Gluten Free Ha Gao (Xiā jiǎo/Prawn Dumplings)

Since establishing Fruit is not a Pudding,  I haven’t had much time for other kitchen projects, but a hankering for some proper dim sum prompted by the numerous Chinese New Year features on the TV and offers in the supermarkets had me searching all over for a gluten free steamed dumpling recipe. I found several that I thought could be adapted, but settled on this one.

The kind folks at Glutafin offered some advice on how I could replace the wheat starch in the recipe with their multi-purpose white mix which has GF wheat starch as it’s primary ingredient. Unfortunately the Glutafin mix is only available on prescription, I had been saving my sample box for special purposes. If you don’t have the mix or can’t tolerate GF wheat starch, perhaps have a look at this recipe instead – you can replace the taro with potato. If my experience with sweet dumplings is anything to go by, the potato should give the dough a good pliable texture.

Photo 10-02-2013 12 30 02

Gluten Free Steamed Prawn Dumplings

Makes 16 dumplings

Ingredients

For the filling:

  • 175g pack of medium sized cooked prawns
  • 4 or 5 water chestnuts (the rest will be great in a stirfry or salad)
  • 3 tsp cornflour
  • ½ an egg white
  • 1 tsp Chinese rice wine
  • A dash of mirin
  • A dash of toasted sesame oil
  • A dash of gluten free tamari soy sauce
  • A squeeze of cheat’s ginger (or use fresh of course!)

For the dough:

  • 90g Glutafin Select White Multi-Purpose Mix
  • A pinch of xanthan gum
  • 80ml hot chicken stock (I use Kallo stock cubes)
  • 15g tapioca flour (optional – can use more Glutafin mix, I liked the silky texture of the tapioca)

Method:

  1. Make the filling: chop the prawns into small pieces of your preferred size and put into a bowl. Finely chop the water chestnuts (or push through a garlic press) and add along with the other filling ingredients. Give it a good mix and set to one side.
  2. Make the dough: weigh the Glutafin mix into a bowl and add the xanthan gum. Pour in the hot stock and mix well with chopsticks to form a sticky batter/dough. If the batter is too liquidy, add a little more flour until you can handle it as one piece.
  3. Making pleats in the dough

    Making pleats in the dough

    Scatter some tapioca flour onto a board and knead the dough thoroughly, adding more tapioca flour a little at a time until it become a smooth dough that doesn’t stick to your hands.

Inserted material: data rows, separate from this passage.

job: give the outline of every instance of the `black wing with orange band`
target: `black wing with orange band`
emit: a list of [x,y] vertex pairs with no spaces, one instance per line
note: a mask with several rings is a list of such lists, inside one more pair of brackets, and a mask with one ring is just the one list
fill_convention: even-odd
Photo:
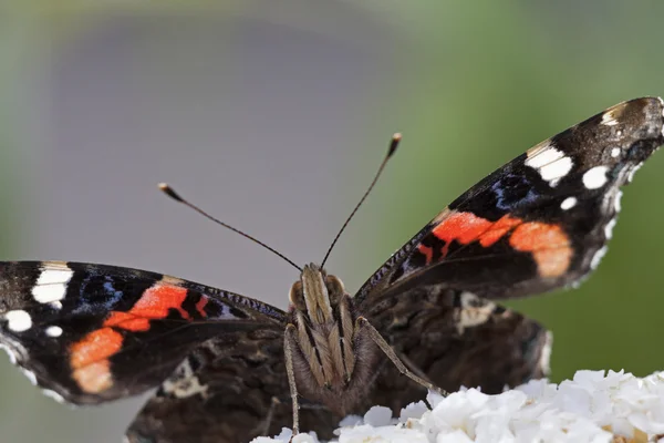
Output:
[[359,301],[438,285],[499,299],[579,281],[605,253],[620,187],[664,143],[663,110],[631,100],[533,146],[446,207]]
[[283,312],[156,272],[65,261],[0,264],[0,344],[75,404],[159,385],[206,340],[270,329]]

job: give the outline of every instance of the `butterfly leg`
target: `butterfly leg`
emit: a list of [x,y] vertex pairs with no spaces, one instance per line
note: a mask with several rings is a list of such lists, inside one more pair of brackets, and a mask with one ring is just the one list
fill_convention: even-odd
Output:
[[293,403],[293,435],[300,433],[300,406],[298,404],[298,387],[295,385],[295,370],[293,369],[293,343],[297,341],[293,334],[297,334],[298,330],[292,323],[286,326],[286,333],[283,334],[283,354],[286,357],[286,373],[288,375],[288,387],[291,392],[291,401]]
[[374,343],[376,343],[376,346],[378,348],[381,348],[381,350],[385,353],[385,356],[387,356],[387,358],[392,361],[392,363],[394,363],[396,369],[398,369],[398,371],[402,374],[406,375],[408,379],[423,385],[424,388],[428,389],[429,391],[437,392],[444,396],[448,395],[448,393],[445,392],[444,390],[442,390],[440,388],[434,385],[429,381],[423,379],[422,377],[415,374],[413,371],[411,371],[408,368],[406,368],[406,365],[403,363],[403,361],[401,361],[401,359],[398,358],[396,352],[394,352],[394,349],[392,349],[390,343],[387,343],[385,341],[385,339],[383,338],[383,336],[381,336],[381,332],[378,332],[376,330],[376,328],[374,328],[366,318],[357,317],[357,320],[355,320],[355,330],[359,332],[365,331],[365,333],[369,334],[371,340]]

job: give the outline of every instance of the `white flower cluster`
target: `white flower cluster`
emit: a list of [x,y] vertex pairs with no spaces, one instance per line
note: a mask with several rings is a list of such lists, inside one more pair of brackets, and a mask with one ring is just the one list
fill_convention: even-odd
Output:
[[[640,379],[631,373],[579,371],[560,384],[531,381],[498,395],[476,389],[404,408],[398,419],[374,406],[364,418],[349,416],[336,431],[340,443],[469,443],[469,442],[656,442],[664,436],[664,372]],[[283,429],[274,439],[288,442]],[[664,442],[664,439],[661,440]],[[300,434],[293,443],[318,443]]]

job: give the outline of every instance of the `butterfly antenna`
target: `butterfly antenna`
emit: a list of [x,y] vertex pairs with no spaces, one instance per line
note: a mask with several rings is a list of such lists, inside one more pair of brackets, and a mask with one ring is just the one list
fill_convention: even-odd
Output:
[[217,225],[221,225],[225,228],[228,228],[230,230],[232,230],[234,233],[237,233],[239,235],[241,235],[245,238],[250,239],[251,241],[262,246],[263,248],[268,249],[269,251],[271,251],[272,254],[281,257],[282,259],[284,259],[286,261],[288,261],[291,266],[293,266],[295,269],[298,269],[300,272],[302,272],[302,268],[299,267],[298,265],[295,265],[295,262],[293,260],[291,260],[290,258],[288,258],[287,256],[284,256],[283,254],[279,253],[277,249],[266,245],[264,243],[260,241],[259,239],[251,237],[249,234],[242,233],[240,229],[234,228],[232,226],[212,217],[211,215],[209,215],[208,213],[206,213],[205,210],[200,209],[198,206],[187,202],[186,199],[184,199],[183,197],[180,197],[179,194],[177,194],[168,184],[166,183],[159,183],[159,189],[162,189],[162,192],[164,192],[164,194],[166,194],[167,196],[169,196],[170,198],[173,198],[176,202],[181,203],[185,206],[190,207],[191,209],[196,210],[198,214],[203,215],[204,217],[215,222]]
[[392,136],[392,140],[390,141],[390,147],[387,148],[387,155],[385,155],[385,158],[383,158],[383,163],[381,163],[381,166],[378,167],[378,171],[376,172],[374,179],[371,182],[371,185],[369,185],[369,188],[366,189],[366,192],[364,193],[362,198],[360,198],[360,202],[357,203],[357,205],[355,205],[355,208],[353,209],[351,215],[349,215],[349,218],[346,218],[346,220],[344,222],[341,229],[339,229],[339,233],[336,233],[336,237],[334,237],[334,240],[332,240],[332,245],[330,245],[330,247],[328,248],[328,253],[325,253],[325,258],[323,258],[323,261],[321,262],[321,268],[323,268],[325,266],[325,261],[328,261],[328,258],[330,257],[330,253],[332,253],[332,249],[334,248],[334,245],[336,245],[339,237],[341,237],[341,234],[345,230],[346,226],[349,226],[349,223],[351,223],[351,219],[353,219],[353,217],[355,216],[355,213],[357,212],[357,209],[360,209],[360,206],[362,206],[362,204],[364,203],[364,200],[371,193],[371,189],[373,189],[373,187],[375,186],[376,182],[378,181],[378,177],[381,176],[381,174],[383,173],[383,169],[385,168],[385,165],[387,164],[387,161],[396,152],[396,148],[398,147],[398,143],[401,142],[401,138],[402,138],[402,135],[398,132]]

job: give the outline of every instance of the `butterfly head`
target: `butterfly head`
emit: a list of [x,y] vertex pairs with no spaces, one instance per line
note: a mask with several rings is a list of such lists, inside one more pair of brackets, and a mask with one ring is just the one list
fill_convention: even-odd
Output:
[[305,265],[290,290],[291,306],[307,313],[314,324],[334,320],[333,309],[345,293],[343,282],[314,264]]

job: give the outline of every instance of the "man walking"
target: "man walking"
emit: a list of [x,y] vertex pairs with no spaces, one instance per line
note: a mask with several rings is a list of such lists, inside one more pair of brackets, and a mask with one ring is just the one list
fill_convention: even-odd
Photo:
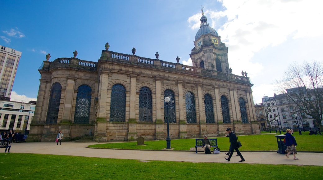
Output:
[[238,148],[238,147],[237,146],[237,137],[235,135],[235,134],[233,133],[233,132],[231,131],[231,129],[229,128],[226,129],[226,132],[229,133],[229,135],[230,136],[229,138],[230,138],[230,145],[232,146],[232,147],[231,151],[230,151],[230,155],[229,156],[229,158],[227,159],[224,157],[224,158],[225,159],[225,160],[228,161],[230,161],[230,159],[231,158],[231,157],[232,156],[232,155],[233,154],[233,151],[235,149],[238,155],[239,155],[239,156],[241,158],[241,160],[239,161],[239,162],[242,162],[244,161],[245,159],[242,156],[242,155],[240,153],[240,151],[239,151],[239,149]]

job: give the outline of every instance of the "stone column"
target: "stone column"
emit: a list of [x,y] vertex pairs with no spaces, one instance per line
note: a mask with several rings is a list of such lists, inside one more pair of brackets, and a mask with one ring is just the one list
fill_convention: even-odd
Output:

  4. Roll the dough into a sausage and cut into 16 pieces with a knife. Store them under cling film to stop them drying out.
  5. Form each piece of dough into a ball then flatten to make a 3 ½ inch circle. You can either do this by using a rolling pin, or by putting it under baking parchment and flattening with a pan. I found the easiest way was to flatten between your hands.
  6. Form overlapping pleats around the edge of 2/3 of the circle of dough to form a little cup. Place a teaspoon of your filling into the cup, then press the edges together to seal. You shouldn’t need anything to stick it.
  7. When the dumplings are formed, place carefully into a steamer over hot water and steam for 7 minutes. Remove the steamer from the pan and leave to rest for 3 minutes before serving. We had them with a dipping sauce made from tamari and mirin.
We don't have a bamboo steamer, but our normal one worked pretty well

We don’t have a bamboo steamer, but our normal one worked pretty well

We were pretty pleased with the results! Very authentic-tasting dumplings with a great dough texture. The dough was a little more yellow and not transparent like you get in a restaurant, but otherwise satisfied my hankerings. If you aren’t inclined to make dumplings, Marks & Spencer sell steamed prawn dumplings that don’t contain gluten. They microwave pretty quickly and I can heartily recommend them.